Temperature Difference 1980-2025 (re. CO2 Greenhouse Effect)

By considering actual temperatures for the Lower Troposphere and Stratosphere, a proxy metric may be found for the level of Global Warming contributed by carbon dioxide (and overlapping water vapour) in the 'Saturation zone'. From 'The Greenhouse Effect for Laypersons':

‘Saturation Zone’ (where the effective density remains sufficiently high):

absorption and transmission continue all the way to the static temperature profile of the stratosphere (with some augmentation from the warmer layers of the Stratosphere). The top of the atmosphere emission is determined by the temperature of the stratosphere. Therefore the Greenhouse effect in the 'Saturation Zone' is determined by only two parameters: Surface temperature and Stratospheric temperature. The graphs presented here considers the actual (not anomalous) temperatures, raised to the power 4 (Wien's law). The data are presented as anomalous data compared to the 'pre-industrial' period and not, as all other data in this section compared to 1990-2021.
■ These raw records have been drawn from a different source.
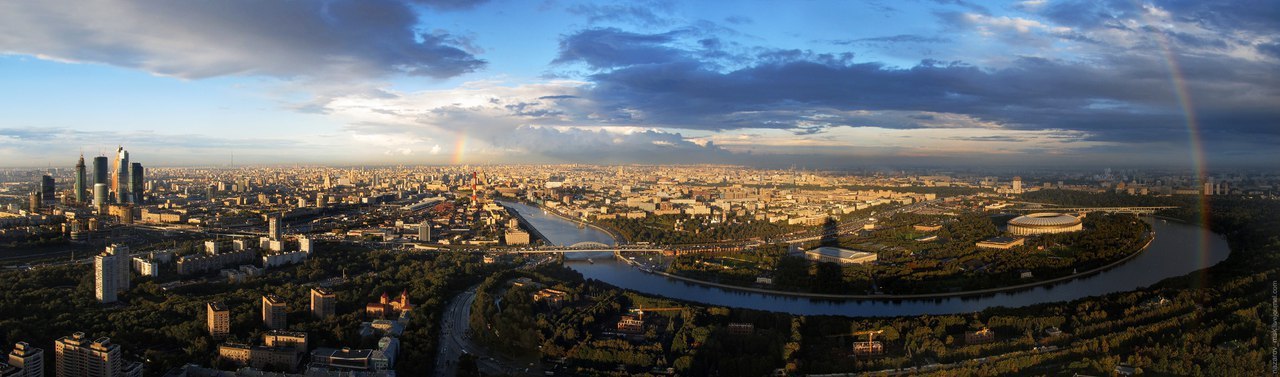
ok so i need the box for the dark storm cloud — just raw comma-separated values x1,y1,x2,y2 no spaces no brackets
553,21,1279,147
0,0,486,80
553,28,688,69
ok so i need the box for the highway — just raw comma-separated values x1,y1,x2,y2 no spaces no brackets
434,284,479,377
436,256,556,376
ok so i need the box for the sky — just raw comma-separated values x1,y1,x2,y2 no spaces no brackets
0,0,1276,169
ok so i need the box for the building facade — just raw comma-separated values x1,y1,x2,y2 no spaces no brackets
128,163,143,204
262,295,287,330
311,288,335,319
93,254,118,304
207,302,230,338
74,156,87,204
113,147,129,204
54,333,142,377
6,342,43,377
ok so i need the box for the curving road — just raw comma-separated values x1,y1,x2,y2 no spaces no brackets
436,258,555,376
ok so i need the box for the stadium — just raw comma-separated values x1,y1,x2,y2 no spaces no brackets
1007,213,1083,235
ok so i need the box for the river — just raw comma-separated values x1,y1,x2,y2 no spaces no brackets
501,201,1232,316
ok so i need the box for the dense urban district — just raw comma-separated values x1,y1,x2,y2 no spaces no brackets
0,153,1276,376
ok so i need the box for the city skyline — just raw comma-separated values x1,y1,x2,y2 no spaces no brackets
0,0,1276,169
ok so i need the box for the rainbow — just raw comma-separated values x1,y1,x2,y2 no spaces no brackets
451,134,468,165
1152,23,1213,285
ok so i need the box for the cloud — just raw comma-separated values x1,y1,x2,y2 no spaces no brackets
0,127,323,166
409,0,490,11
566,0,677,27
831,34,953,45
311,79,732,164
553,28,687,69
549,22,1278,155
929,0,991,15
0,0,486,80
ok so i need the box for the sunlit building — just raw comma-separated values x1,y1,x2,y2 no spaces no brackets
6,342,43,377
54,333,142,377
803,247,877,265
113,147,129,204
207,302,230,338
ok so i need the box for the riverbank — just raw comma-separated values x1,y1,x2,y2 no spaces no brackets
502,200,626,244
618,231,1159,300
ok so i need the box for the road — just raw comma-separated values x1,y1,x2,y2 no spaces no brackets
435,284,479,377
435,275,548,376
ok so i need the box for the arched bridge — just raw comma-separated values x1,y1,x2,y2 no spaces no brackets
1009,206,1178,214
503,243,666,254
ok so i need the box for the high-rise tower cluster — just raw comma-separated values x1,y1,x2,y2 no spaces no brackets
66,147,146,211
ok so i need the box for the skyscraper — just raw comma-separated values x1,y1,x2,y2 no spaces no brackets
129,163,143,204
40,175,55,205
7,342,44,377
419,221,431,241
74,156,87,204
113,147,129,204
93,253,117,304
93,184,108,213
54,333,142,377
92,156,108,187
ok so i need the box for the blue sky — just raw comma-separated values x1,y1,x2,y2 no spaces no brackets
0,0,1276,168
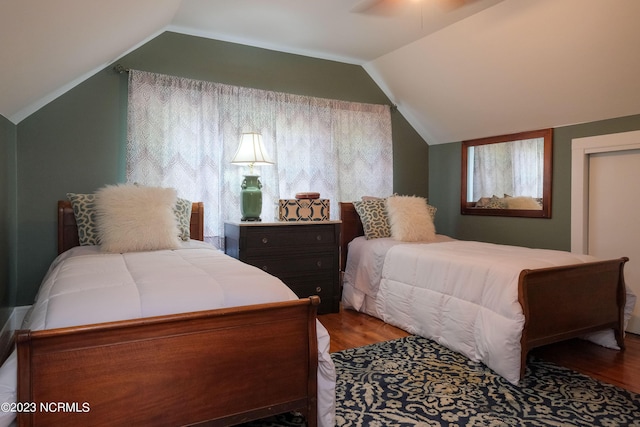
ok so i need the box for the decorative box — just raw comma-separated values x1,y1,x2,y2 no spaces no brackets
278,199,330,221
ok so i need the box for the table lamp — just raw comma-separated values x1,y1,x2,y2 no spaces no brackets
231,132,274,221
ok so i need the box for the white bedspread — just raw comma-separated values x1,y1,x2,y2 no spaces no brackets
343,237,636,385
0,241,336,427
342,235,455,316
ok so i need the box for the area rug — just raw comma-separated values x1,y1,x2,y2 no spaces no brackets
244,335,640,426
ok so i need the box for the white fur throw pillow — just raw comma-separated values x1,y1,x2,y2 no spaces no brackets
95,184,181,253
386,195,437,242
505,196,542,210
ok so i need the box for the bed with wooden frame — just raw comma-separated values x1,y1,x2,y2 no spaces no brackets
339,201,629,382
11,200,328,427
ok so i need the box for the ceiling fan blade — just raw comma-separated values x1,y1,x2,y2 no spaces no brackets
435,0,472,11
351,0,410,16
351,0,475,16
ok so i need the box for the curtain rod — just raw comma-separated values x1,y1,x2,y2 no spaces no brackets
113,64,129,74
113,64,397,110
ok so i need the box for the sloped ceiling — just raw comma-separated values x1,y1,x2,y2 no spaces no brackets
2,0,640,145
366,0,640,143
0,0,182,124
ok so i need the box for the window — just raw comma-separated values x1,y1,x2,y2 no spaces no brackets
127,70,393,244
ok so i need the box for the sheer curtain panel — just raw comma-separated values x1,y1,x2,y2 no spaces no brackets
127,70,392,246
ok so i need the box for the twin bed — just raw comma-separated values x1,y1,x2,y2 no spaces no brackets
1,193,633,426
0,198,336,427
339,201,634,385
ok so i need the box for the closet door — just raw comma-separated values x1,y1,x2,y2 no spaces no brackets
588,149,640,334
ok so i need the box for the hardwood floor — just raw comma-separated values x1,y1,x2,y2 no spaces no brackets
318,308,640,394
318,307,410,353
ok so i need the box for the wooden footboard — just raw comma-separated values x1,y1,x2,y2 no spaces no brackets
16,297,320,427
518,258,627,378
339,201,628,381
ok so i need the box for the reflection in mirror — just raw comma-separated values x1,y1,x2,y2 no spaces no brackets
468,139,544,209
461,129,552,218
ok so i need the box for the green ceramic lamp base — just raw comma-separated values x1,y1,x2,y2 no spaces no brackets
240,175,263,221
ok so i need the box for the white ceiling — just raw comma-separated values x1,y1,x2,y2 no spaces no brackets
2,0,640,144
The temperatures may be read as:

The increase in Global Warming in the 'Saturation zone' for carbon dioxide due to changing temperatures. This element of Global Warming is unaffected by any increase in atmospheric CO2 concentrations since pre-industrial times.

%5E4Averages1980-2025

Thus the proxy contribution from carbon dioxide (and overlapping water vapour) from pre-industrial times is neary 0.2⁰C. Rising at 0.0247⁰C per decade, the current trend extrapolates to zero back in 1940-1945 which, incidentally, was the start of the post-war cooling period that ended with the hot summer of 1976.
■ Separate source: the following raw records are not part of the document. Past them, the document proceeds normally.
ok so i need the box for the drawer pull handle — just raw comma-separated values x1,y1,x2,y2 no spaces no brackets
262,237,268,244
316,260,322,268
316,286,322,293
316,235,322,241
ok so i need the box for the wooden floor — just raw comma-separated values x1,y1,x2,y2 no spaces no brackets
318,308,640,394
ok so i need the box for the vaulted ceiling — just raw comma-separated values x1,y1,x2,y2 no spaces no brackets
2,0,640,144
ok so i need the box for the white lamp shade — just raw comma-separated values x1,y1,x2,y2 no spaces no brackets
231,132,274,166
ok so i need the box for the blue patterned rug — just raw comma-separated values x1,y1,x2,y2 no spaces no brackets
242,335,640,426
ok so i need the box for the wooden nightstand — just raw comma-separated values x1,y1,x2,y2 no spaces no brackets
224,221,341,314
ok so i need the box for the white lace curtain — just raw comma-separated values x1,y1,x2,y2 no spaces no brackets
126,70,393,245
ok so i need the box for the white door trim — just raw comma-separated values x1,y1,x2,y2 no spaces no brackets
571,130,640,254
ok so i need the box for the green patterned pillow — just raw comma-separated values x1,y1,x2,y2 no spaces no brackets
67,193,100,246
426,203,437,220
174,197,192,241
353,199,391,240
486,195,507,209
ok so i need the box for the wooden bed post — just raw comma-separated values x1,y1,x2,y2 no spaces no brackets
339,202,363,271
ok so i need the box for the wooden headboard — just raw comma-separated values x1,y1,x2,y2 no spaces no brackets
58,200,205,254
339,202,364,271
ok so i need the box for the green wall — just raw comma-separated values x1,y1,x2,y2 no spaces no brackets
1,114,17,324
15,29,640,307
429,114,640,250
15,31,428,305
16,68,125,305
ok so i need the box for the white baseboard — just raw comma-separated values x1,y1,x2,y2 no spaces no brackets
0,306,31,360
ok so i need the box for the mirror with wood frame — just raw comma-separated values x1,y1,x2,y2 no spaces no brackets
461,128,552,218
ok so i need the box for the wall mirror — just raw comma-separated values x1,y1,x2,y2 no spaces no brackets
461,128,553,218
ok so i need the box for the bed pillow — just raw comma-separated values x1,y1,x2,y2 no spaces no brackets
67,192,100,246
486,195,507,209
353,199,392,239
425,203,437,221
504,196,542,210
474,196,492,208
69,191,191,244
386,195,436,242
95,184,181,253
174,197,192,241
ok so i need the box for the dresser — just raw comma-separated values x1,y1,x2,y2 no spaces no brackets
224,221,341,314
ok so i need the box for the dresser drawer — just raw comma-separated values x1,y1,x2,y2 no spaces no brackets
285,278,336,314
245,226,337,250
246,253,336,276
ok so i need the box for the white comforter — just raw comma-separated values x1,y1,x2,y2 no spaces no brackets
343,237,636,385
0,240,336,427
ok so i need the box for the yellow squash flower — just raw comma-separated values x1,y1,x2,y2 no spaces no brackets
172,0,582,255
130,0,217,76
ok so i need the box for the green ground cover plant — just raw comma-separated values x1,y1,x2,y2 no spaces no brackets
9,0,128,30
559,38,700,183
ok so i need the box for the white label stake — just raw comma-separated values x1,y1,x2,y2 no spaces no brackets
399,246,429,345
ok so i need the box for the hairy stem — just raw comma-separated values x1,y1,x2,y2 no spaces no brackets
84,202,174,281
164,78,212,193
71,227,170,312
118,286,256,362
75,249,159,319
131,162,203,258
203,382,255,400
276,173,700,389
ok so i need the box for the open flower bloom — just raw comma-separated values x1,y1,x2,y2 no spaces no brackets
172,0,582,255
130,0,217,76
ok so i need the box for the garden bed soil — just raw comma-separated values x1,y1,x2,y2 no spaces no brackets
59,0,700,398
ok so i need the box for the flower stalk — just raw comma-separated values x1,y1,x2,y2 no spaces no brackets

There is high variability but some 'coincidences' with Lower Troposphere temperature may be noted. In particular the 'no change' period from 1998 to 2016.

How do the 12-month differences in annual averages compare?
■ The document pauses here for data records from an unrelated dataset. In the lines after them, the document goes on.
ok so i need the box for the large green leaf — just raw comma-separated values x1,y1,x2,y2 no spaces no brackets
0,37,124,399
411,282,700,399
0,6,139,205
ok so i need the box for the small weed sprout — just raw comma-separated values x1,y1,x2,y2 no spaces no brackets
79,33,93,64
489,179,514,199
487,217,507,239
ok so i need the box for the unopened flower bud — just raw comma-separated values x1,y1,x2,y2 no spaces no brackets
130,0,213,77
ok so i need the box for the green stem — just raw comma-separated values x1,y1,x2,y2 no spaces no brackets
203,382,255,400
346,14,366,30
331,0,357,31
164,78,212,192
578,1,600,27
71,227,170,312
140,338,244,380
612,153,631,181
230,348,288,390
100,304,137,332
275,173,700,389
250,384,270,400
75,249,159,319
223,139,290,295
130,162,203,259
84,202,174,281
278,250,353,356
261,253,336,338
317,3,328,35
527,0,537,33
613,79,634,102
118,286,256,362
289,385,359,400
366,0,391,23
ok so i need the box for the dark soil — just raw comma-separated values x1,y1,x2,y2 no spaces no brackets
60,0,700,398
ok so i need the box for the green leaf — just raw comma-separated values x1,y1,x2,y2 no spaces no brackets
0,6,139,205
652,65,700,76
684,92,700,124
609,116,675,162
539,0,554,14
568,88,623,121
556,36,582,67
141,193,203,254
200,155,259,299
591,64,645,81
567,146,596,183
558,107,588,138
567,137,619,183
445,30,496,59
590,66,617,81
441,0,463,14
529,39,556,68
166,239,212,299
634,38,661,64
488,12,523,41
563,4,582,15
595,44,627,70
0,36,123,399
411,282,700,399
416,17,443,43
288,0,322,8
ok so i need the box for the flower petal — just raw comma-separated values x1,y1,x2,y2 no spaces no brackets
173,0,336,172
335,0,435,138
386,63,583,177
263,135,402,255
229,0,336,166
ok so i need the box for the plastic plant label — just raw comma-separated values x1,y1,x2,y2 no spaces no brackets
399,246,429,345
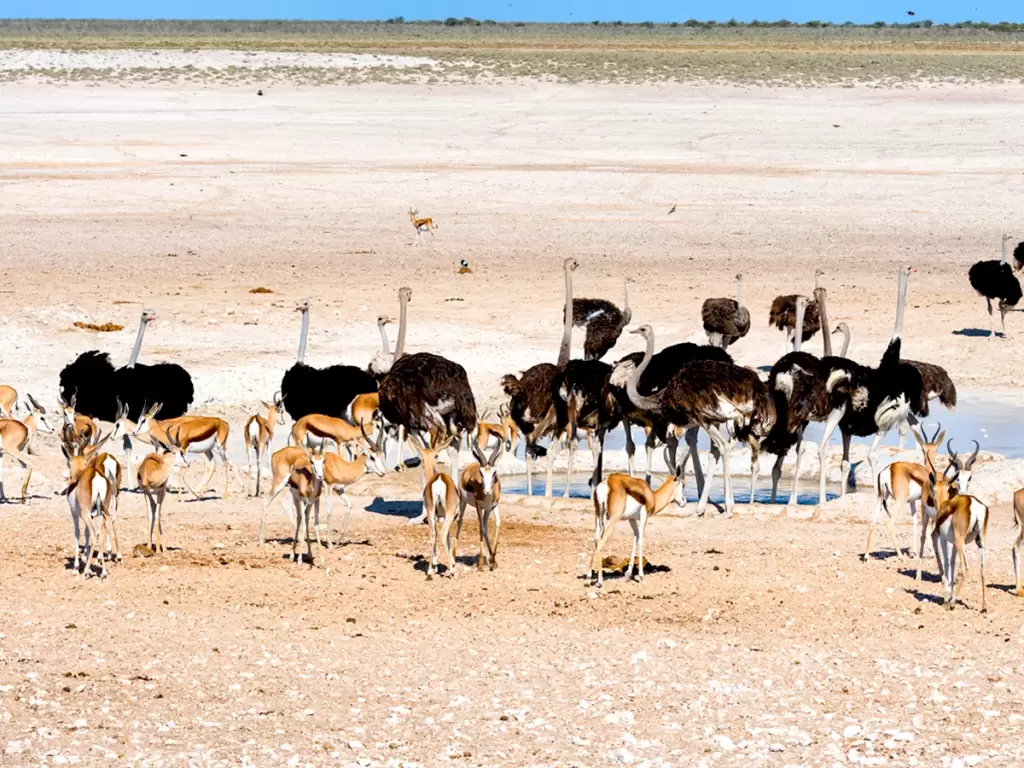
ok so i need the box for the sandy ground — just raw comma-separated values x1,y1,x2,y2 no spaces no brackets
3,73,1024,765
Looking at how annual averages change over a 12-month period is not affected by the choice of base period (1991-2020 or 'pre-industrial'). There is a moderately high correlation between the CO2 (and overlapping water vapour) Greenhouse proxy and Lower Troposphere temperatures. This indicates that variation in the Greenhouse effect for CO2 (and overlapping water vapour) within the 'saturation zone' contribute about 10-12% to the observed variations in Lower Troposphere warming.

The proportion of the sum of effective density of CO2 to the sum of all species effective density provides an estimate of CO2's contribution. This is academic as the critical requirement for saturation is to be equal, or greater, than the threshhold value. Only at the point of being equal does any split have any meaning.

Any split of the proportion of over threshold effective density sum is meaningless but the integrated proportion of CO2 from surface to stratosphere could be anywhere from 10% to 60% - largely dependinhg on humidity in the atmosphere's lower layers. This effectively limits the 'blame' for increased Global Warming in this overlapping saturation zone to a maximum of 8% of the observed Lower Troposphere warming.